To store the complete patterns

Methods:
mine()

Mining process will start from here

getPatterns()

Complete set of patterns will be retrieved with this function

savePatterns(oFile)

Complete set of periodic-frequent patterns will be loaded in to a output file

getPatternsAsDataFrame()

Complete set of periodic-frequent patterns will be loaded in to a dataframe

getMemoryUSS()

Total amount of USS memory consumed by the mining process will be retrieved from this function

getMemoryRSS()

Total amount of RSS memory consumed by the mining process will be retrieved from this function

getRuntime()

Total amount of runtime taken by the mining process will be retrieved from this function

creatingItemSets(fileName)

Scans the dataset and stores in a list format

updateDatabases()

Update the database by removing aperiodic items and sort the Database by item decreased support

buildTree()

After updating the Database, remaining items will be added into the tree by setting root node as null

convert()

to convert the user specified value

PeriodicFrequentOneItems()

To extract the one-length periodic-frequent items

Executing the code on terminal:

Format:

(.venv) $ python3 UPFPGrowthPlus.py <inputFile> <outputFile> <minSup> <maxPer>

Examples Usage:

(.venv) $ python3 UPFPGrowthPlus.py sampleTDB.txt patterns.txt 0.3 4


        .. note:: minSup and maxPer will be considered in support count or frequency

Importing this algorithm into a python program

from PAMI.uncertainPeriodicFrequentPattern import UPFPGrowthPlus as alg

obj = alg.UPFPGrowthPlus(iFile, minSup, maxPer)

obj.startMine()

periodicFrequentPatterns = obj.getPatterns()

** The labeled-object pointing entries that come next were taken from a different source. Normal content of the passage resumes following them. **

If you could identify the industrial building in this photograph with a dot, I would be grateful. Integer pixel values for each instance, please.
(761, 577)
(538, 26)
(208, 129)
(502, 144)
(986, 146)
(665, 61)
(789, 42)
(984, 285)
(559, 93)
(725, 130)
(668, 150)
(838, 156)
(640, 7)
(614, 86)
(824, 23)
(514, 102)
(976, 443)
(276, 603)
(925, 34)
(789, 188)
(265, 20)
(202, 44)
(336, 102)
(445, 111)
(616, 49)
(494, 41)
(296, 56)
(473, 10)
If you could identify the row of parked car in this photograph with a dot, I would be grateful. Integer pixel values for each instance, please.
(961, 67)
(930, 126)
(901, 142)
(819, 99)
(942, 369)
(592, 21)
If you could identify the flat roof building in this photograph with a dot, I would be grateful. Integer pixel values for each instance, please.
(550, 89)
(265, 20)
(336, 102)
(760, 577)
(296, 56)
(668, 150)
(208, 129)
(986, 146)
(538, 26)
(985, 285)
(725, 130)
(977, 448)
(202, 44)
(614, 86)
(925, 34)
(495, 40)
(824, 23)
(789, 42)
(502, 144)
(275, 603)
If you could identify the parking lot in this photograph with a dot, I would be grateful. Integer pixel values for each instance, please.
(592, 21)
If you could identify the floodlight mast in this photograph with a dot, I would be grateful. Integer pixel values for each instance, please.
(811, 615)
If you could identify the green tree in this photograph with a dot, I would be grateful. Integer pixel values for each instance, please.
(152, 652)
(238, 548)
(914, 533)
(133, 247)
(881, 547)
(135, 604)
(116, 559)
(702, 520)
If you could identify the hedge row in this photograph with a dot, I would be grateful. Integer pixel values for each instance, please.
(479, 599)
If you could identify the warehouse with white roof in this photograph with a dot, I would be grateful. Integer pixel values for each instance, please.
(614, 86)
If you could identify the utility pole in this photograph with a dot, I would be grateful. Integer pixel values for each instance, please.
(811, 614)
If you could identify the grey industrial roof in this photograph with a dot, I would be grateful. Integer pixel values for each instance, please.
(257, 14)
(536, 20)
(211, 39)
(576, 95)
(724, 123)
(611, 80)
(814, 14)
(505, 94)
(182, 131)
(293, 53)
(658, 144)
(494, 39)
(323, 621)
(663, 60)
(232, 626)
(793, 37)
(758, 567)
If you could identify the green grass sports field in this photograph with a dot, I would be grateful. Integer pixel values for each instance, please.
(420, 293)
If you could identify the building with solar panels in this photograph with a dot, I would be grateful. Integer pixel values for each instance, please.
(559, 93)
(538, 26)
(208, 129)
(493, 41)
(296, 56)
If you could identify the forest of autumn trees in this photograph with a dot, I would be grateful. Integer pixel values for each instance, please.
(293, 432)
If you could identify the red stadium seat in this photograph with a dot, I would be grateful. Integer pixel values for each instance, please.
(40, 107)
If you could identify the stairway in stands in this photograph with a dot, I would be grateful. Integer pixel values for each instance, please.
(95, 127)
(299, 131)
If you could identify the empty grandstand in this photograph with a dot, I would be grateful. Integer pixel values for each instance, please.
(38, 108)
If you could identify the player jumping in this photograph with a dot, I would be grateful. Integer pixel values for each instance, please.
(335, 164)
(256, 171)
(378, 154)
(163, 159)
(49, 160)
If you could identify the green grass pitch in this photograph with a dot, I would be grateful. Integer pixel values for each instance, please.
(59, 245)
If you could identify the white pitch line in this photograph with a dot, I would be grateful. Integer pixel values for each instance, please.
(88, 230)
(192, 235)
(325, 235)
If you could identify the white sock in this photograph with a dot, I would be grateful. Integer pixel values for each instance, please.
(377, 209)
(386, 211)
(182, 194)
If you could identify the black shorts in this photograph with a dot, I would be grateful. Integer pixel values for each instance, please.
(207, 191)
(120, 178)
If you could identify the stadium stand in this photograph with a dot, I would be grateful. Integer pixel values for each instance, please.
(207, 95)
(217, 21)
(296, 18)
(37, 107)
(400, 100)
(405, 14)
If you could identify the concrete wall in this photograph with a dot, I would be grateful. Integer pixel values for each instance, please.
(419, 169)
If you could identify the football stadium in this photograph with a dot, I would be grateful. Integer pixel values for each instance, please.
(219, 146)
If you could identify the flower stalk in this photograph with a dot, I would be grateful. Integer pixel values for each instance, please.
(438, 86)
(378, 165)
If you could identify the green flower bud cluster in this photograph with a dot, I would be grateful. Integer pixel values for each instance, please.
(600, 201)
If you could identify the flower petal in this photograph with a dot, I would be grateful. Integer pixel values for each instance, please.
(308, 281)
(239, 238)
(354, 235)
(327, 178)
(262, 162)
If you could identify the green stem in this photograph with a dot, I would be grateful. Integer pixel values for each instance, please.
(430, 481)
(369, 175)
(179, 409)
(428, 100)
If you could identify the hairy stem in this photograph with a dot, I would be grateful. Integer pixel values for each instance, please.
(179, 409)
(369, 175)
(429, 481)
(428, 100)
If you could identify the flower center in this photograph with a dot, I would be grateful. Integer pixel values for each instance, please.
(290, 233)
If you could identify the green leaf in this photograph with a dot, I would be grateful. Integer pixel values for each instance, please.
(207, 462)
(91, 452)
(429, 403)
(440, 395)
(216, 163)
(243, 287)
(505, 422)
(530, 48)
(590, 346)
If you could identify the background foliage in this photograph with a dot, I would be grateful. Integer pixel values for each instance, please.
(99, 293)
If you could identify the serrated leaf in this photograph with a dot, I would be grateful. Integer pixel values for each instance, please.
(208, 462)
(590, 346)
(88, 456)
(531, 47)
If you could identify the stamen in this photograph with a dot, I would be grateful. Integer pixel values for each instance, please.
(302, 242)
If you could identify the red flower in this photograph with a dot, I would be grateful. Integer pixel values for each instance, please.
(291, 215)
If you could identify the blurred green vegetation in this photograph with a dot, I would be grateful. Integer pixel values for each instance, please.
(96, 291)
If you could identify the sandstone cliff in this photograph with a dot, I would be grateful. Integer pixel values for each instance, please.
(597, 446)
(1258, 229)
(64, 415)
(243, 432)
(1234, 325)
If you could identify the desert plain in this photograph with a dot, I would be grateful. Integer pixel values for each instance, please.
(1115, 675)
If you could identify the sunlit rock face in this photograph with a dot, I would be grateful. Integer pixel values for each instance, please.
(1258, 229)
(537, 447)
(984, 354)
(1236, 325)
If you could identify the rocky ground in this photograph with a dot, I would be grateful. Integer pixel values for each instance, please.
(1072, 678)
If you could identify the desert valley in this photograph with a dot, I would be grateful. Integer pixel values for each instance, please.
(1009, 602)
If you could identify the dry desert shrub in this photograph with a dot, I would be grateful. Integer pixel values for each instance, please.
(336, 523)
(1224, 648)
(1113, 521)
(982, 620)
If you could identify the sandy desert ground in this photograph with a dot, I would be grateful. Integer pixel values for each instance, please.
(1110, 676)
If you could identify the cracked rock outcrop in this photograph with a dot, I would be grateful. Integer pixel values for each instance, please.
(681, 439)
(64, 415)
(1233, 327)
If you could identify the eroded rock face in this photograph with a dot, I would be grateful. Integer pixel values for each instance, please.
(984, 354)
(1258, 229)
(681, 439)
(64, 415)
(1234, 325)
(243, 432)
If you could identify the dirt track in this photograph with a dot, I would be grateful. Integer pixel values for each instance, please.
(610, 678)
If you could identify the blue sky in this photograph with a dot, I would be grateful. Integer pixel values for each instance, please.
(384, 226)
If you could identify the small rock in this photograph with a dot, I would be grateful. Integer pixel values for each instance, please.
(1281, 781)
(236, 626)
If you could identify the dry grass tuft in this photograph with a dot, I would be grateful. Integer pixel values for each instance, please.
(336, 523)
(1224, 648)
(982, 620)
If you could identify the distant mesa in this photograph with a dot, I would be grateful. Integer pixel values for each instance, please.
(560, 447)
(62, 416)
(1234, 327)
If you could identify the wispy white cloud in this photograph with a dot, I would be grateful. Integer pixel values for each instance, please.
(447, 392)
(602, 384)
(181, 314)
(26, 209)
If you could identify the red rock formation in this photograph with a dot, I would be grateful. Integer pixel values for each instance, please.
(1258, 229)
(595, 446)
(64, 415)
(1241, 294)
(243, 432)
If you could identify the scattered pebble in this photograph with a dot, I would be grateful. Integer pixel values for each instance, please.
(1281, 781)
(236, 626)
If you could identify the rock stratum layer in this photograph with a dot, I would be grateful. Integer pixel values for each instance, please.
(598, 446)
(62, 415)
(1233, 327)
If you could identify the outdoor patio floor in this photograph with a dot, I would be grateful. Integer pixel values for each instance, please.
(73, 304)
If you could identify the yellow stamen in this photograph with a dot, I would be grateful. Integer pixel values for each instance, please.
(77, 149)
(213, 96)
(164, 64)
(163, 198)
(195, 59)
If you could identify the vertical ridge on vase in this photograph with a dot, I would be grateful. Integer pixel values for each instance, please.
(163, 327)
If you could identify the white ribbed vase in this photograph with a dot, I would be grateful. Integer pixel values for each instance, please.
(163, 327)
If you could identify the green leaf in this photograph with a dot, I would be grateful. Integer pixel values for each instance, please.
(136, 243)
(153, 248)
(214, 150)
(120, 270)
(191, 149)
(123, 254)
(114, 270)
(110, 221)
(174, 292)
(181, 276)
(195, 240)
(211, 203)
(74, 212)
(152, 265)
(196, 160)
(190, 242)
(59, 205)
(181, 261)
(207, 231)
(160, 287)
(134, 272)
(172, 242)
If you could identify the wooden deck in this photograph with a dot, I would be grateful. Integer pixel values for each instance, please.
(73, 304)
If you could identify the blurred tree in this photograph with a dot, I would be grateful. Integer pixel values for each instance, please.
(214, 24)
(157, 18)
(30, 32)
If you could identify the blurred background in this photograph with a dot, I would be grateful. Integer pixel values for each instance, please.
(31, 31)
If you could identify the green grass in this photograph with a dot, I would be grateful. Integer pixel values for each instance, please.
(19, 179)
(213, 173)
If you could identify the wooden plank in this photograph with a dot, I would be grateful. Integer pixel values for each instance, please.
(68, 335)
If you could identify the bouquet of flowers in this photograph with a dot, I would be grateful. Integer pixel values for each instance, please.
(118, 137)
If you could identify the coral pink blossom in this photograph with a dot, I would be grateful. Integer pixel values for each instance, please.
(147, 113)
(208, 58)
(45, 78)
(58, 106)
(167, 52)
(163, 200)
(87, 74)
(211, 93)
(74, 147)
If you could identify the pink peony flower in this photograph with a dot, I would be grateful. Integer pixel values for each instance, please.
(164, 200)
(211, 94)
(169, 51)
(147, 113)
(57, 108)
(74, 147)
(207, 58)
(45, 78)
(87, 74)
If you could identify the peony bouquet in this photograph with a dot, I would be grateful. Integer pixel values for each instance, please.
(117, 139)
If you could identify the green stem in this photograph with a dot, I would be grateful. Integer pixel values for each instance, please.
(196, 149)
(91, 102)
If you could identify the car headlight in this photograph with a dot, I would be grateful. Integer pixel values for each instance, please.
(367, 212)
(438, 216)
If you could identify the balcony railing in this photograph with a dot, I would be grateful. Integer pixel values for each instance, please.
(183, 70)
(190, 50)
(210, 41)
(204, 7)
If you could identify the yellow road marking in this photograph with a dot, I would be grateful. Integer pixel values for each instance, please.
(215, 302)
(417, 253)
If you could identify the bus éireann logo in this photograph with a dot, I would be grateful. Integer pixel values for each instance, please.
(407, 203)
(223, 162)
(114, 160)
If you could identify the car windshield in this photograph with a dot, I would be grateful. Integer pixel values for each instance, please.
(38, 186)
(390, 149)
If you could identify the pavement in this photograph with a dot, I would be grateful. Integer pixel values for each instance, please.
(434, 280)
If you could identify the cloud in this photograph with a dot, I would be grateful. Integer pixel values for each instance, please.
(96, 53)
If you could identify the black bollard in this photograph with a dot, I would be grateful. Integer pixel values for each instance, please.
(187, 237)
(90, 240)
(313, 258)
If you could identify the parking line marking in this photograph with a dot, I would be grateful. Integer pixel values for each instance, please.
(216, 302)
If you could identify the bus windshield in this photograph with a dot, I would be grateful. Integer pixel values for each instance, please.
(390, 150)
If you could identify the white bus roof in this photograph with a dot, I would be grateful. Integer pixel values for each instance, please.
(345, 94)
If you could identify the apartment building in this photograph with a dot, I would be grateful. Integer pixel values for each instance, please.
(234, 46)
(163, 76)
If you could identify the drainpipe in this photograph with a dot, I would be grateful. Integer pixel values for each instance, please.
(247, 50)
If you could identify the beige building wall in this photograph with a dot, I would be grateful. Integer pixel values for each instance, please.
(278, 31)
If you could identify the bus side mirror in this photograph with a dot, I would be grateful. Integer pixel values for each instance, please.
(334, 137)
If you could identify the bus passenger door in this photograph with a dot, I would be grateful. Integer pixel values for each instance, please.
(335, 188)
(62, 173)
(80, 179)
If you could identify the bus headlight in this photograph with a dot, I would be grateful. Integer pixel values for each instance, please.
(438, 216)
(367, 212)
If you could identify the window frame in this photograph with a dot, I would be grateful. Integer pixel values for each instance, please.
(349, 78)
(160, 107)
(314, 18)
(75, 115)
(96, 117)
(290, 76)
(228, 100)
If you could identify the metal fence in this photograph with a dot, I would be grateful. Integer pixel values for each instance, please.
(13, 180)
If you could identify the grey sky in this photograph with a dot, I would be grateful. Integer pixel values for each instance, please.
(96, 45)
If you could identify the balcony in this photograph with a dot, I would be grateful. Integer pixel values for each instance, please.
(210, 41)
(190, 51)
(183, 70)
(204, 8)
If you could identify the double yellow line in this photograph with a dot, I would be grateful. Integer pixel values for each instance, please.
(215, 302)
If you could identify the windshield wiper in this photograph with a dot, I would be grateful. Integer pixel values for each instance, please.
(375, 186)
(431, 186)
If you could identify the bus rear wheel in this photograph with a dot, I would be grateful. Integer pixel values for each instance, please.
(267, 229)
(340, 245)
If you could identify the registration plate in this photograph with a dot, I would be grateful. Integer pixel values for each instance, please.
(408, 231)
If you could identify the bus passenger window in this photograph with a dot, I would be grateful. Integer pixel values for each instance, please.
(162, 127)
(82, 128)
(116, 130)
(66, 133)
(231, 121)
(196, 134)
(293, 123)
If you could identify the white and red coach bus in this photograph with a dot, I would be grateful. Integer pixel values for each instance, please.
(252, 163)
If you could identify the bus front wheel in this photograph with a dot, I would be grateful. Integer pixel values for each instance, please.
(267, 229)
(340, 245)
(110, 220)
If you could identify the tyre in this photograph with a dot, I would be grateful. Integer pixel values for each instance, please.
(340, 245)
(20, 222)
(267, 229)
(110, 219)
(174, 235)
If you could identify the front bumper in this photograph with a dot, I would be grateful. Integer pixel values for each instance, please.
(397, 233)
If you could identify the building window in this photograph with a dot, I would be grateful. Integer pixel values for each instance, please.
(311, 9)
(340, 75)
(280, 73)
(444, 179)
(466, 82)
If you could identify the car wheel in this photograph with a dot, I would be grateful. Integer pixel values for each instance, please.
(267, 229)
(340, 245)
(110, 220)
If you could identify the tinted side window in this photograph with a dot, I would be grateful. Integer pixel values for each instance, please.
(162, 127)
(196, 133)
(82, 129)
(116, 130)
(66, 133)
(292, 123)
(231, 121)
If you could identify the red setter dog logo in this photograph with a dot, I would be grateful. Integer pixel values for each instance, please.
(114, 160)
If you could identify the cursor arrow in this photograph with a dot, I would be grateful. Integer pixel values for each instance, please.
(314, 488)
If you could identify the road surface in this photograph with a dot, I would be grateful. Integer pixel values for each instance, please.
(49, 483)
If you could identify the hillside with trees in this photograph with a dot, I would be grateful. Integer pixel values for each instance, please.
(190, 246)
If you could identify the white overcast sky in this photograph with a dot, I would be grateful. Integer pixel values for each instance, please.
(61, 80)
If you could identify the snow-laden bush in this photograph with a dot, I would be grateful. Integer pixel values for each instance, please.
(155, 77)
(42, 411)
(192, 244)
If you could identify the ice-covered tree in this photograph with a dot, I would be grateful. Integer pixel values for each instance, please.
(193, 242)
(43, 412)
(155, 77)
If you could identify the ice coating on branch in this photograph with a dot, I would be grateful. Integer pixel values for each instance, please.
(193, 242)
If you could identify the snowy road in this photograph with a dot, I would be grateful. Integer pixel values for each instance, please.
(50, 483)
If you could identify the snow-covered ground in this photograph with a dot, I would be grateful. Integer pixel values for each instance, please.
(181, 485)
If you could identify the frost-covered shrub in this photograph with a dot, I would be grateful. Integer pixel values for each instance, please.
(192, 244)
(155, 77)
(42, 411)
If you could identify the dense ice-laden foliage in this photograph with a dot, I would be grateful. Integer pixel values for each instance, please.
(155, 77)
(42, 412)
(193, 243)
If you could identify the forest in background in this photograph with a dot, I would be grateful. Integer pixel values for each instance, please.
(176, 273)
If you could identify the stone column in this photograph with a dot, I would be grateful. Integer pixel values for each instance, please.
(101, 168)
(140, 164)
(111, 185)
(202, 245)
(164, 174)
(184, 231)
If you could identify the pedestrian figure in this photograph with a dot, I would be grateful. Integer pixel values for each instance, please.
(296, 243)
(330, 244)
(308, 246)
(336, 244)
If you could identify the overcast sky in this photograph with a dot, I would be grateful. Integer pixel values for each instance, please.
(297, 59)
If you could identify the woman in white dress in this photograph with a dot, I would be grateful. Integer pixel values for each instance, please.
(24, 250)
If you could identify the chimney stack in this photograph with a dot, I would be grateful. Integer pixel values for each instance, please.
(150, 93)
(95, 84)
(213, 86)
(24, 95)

print("Total number of uncertain Periodic Frequent Patterns:", len(periodicFrequentPatterns))

obj.save(oFile)

Df = obj.getPatternsAsDataFrame()

memUSS = obj.getMemoryUSS()

print("Total Memory in USS:", memUSS)

memRSS = obj.getMemoryRSS()

print("Total Memory in RSS", memRSS)

run = obj.getRuntime()

print("Total ExecutionTime in seconds:", run)

Credits:

The complete program was written by P.Likhitha under the supervision of Professor Rage Uday Kiran.

Mine()[source]

Main method where the patterns are mined by constructing tree and remove the false patterns by counting the original support of a patterns

getMemoryRSS()[source]

Total amount of RSS memory consumed by the mining process will be retrieved from this function

Returns:

returning RSS memory consumed by the mining process

Return type:

float

getMemoryUSS()[source]

Total amount of USS memory consumed by the mining process will be retrieved from this function. :return: returning USS memory consumed by the mining process :rtype: float

getPatterns()[source]

Function to send the set of frequent patterns after completion of the mining process

Returns:

returning frequent patterns

Return type:

dict

getPatternsAsDataFrame()[source]

Storing final frequent patterns in a dataframe

Returns:

returning frequent patterns in a dataframe

Return type:

pd.DataFrame

getRuntime()[source]

Calculating the total amount of runtime taken by the mining process

Returns:

returning total amount of runtime taken by the mining process

Return type:

float

printResults()[source]

This function is used to print the results

save(outFile)[source]

Complete set of frequent patterns will be loaded in to an output file

Parameters:

outFile (csv file) – name of the output file

startMine()[source]

Main method where the patterns are mined by constructing tree and remove the false patterns by counting the original support of a patterns

PAMI.uncertainPeriodicFrequentPattern.basic.UPFPGrowthPlus.printTree(root)[source]

To print the tree with nodes with item name, probability, timestamps, and second probability respectively.

Attributes:

Parameters:

root – Node

Returns:

print all Tree with nodes with items, probability, parent item, timestamps, second probability respectively.